Nagelsmann könnte die Entscheidung auch abgenommen werden. Denn immer wieder ist es so, dass sich noch ein Turnierkandidat kurz vor dem Auftakt verletzt – so wie bei Marco Reus vor der WM 2014 in Brasilien. So tragisch das für den Ex-BVB-Star war, dem Turniererfolg hatte das nicht geschadet. Bislang zeichnet sich das jedoch bei dieser Heim-EM noch nicht ab.

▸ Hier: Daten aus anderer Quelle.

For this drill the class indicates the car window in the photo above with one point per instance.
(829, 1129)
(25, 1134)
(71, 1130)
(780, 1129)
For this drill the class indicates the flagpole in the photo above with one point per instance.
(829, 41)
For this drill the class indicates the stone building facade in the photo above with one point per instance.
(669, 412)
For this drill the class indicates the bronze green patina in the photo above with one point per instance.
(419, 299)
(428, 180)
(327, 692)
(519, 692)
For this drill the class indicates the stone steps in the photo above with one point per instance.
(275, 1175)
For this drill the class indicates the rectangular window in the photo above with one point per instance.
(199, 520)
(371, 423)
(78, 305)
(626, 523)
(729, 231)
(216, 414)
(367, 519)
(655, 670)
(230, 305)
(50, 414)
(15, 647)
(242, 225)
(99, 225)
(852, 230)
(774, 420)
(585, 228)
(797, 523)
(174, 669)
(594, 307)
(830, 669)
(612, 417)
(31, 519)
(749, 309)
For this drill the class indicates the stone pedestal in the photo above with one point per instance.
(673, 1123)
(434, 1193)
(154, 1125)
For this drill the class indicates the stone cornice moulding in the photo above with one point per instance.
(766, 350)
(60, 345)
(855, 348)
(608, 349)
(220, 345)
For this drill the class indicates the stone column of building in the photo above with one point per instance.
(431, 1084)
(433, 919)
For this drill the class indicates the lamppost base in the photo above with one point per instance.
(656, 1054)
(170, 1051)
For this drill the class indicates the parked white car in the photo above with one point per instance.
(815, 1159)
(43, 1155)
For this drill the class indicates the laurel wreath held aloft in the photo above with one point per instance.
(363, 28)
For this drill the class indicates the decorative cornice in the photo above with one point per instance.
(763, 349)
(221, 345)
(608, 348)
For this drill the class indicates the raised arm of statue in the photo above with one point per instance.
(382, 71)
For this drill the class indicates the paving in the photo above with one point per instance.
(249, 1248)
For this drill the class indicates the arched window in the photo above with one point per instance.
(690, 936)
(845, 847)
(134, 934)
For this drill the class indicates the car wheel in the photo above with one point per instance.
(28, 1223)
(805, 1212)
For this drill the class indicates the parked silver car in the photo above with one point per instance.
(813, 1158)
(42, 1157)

Der Bundestrainer könnte aber auch zu einer kreativeren und unwahrscheinlichen Lösung greifen. Die beiden Backup-Außenverteidiger Benjamin Henrichs und David Raum waren die einzigen (nicht gesperrten) Feldspieler, die sich gegen die Ukraine nicht zeigen konnten. Besonders Henrichs kann auf beiden Seiten spielen, theoretisch könnte man Raum also vielleicht auch streichen.

Tendenz: Es ist höchst unwahrscheinlich, dass Nagelsmann diese Option wählt. Denn ohne Außenverteidiger-Backups lässt sich im Training nur schwierig elf gegen elf trainieren.